Friday, August 25, 2017

Optimizing Softball Fielding Positions

In April 2017, I signed up for a coed recreation softball league through HubSports, which runs several recreational sports leagues throughout the greater Boston area. When signing up online, I checked a box indicating that I would be willing to serve as team captain for whatever team the organizers put together. A few days later, the teams were arranged and I was selected as the captain of the "Danehy Dozen".

One of the first things I did was send out a survey to my teammates asking for everyone's preferences on fielding positions. There was a lot of variety—some people only liked a couple positions, some people liked playing only infield or outfield, and some had no preferences at all. I quickly realized that with 10 fielding positions—our league plays with 4 outfielders—and ~13 players, the number of possible fielding lineups was immense at 13!/3!, or more than 1 billion! I reasoned that I could save time and improve player satisfaction by writing a program to determine optimal fielding lineups for maximum player happiness, based on the survey results.

The first implementation of the program, written in MATLAB, worked like this:

  1. Generate a random lineup.
  2. If fewer than 3 women are on the field, discard the lineup and start again from step 1. This is a coed league requirement to avoid penalties.
  3. Score the lineup, giving 1 point if a player likes their position, 0 if they are neutral, and -1 if they dislike it.
  4. If the lineup's score is equal to or greater than the current best lineup found, output it as text.
  5. Loop back to step 1.
This worked well, and generally after 10-15 seconds of searching, the program stumbled upon an arrangement where everyone liked where they were playing. However, I noticed a problem: since the program sought only to maximize score, players who liked more positions were more likely to be placed in lineups, and conversely, players who were choosier were more likely to be benched. Since I also wanted to equalize play time, this was not an acceptable behavior.
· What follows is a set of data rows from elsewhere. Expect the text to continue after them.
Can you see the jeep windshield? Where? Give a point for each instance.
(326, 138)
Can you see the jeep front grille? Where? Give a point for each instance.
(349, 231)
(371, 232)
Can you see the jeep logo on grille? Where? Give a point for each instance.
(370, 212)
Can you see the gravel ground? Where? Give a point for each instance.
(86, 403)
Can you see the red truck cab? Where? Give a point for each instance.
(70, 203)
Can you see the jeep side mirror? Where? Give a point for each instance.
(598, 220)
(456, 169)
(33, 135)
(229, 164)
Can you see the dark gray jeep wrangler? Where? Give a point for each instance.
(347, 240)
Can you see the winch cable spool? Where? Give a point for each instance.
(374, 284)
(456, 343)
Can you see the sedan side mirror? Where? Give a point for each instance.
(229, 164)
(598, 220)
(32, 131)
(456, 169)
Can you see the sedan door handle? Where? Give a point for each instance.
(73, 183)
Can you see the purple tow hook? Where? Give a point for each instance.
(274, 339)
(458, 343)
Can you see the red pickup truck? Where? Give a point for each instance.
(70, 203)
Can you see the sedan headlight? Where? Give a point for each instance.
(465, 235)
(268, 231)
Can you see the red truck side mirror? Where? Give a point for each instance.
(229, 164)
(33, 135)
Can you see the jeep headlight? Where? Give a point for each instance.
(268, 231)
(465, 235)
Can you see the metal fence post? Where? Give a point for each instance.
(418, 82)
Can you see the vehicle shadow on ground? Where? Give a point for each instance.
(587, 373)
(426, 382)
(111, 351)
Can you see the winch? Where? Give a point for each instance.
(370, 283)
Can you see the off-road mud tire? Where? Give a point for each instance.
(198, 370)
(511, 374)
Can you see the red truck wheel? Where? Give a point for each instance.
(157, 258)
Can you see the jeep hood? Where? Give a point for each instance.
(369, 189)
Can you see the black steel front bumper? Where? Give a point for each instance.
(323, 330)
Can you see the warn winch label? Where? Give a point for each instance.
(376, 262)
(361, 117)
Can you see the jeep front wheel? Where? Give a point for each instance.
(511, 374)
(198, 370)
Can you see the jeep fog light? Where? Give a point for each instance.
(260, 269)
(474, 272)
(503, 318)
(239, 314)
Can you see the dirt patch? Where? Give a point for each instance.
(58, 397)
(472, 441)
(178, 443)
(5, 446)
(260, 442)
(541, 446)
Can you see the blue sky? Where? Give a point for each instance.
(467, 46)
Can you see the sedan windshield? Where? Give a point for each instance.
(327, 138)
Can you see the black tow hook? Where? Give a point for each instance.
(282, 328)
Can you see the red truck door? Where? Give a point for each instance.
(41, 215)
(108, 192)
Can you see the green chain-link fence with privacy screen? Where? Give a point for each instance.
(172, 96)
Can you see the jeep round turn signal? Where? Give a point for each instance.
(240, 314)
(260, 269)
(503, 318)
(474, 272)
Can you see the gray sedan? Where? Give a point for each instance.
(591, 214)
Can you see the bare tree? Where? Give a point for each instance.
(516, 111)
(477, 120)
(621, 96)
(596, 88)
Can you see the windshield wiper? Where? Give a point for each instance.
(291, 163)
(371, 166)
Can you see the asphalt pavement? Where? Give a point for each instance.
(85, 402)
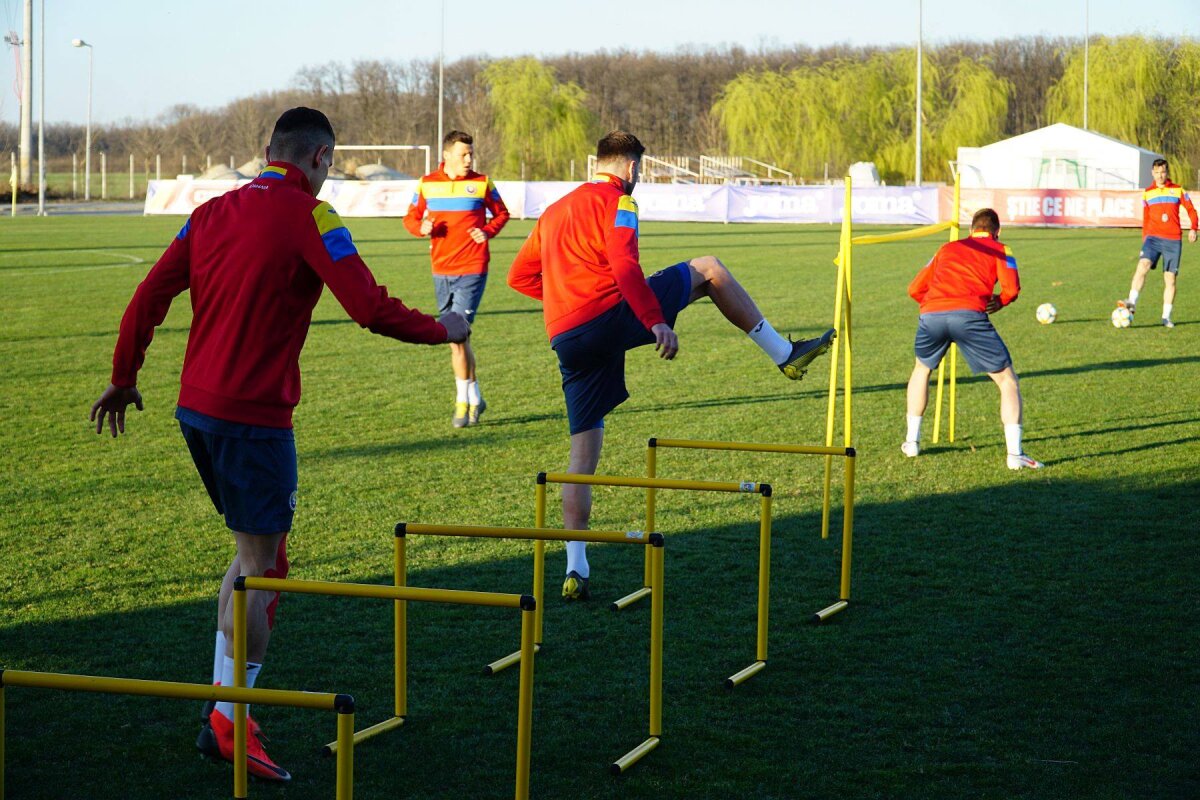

To fix this, I altered the scoring step, focusing on individual player satisfaction—i.e., for this player in this position, are they as happy as they can be? I represented maximum happiness as the most-positive response they gave, as some players were neutral on everything. I also shifted from a -1 to 1 scale to a 1 to 3 scale, since happiness is like length in that it can't be negative. The new scoring step was:
  1. ...
  2. ...
  3. Score the lineup, giving 1/N points if the player dislikes their position, 2/N if they are neutral, and 3/N if they like it, where N represents the most-positive response that player gave on a 1-3 scale.
  4. ...
  5. ...
This new scoring method both maximized player happiness and equalized play time—a success! However, during our first game I realized there was still room for improvement when the program inadvertently placed newer players in high-pressure positions like shortstop and left field. I also began to realize that part of maximizing player happiness is maximizing the team's win probability, since everyone likes to win and people generally prefer to play positions where they are most likely to succeed.

To this end, I made one additional change. Prior to each game, I would open the cell array representing player preferences and update it with my own subjective assessments based on player performance in practices and games. I primarily used this step to steer the program away from putting players in positions where I thought they would not perform well based on my assessment. As the season progressed and I refined my ideas of who would play best where, a stability emerged from our lineups where players tended to play the same 1-2 positions, which they liked and were well-suited in terms of skills to play.

We ended up finishing 3rd out of 5 teams in our league during the regular season, with a win-loss record of 3-3. The real magic happened during the playoffs, where we unseated the #2 and #1 teams in a doubleheader to claim the championship! Overall I was very pleased with this optimization approach. I think it helped build team spirit by generating fair and successful lineups, leading to player satisfaction and the emergence of a team identity, a virtuous cycle that continues into our second season together.


The Danehy Dozen, 2017 champions of HubSports' Danehy Monday night spring league

Wednesday, August 23, 2017

Digital Un-Varnishing

Update 2022-02-04: This article has been superseded by "Oil Painting Color Calibration".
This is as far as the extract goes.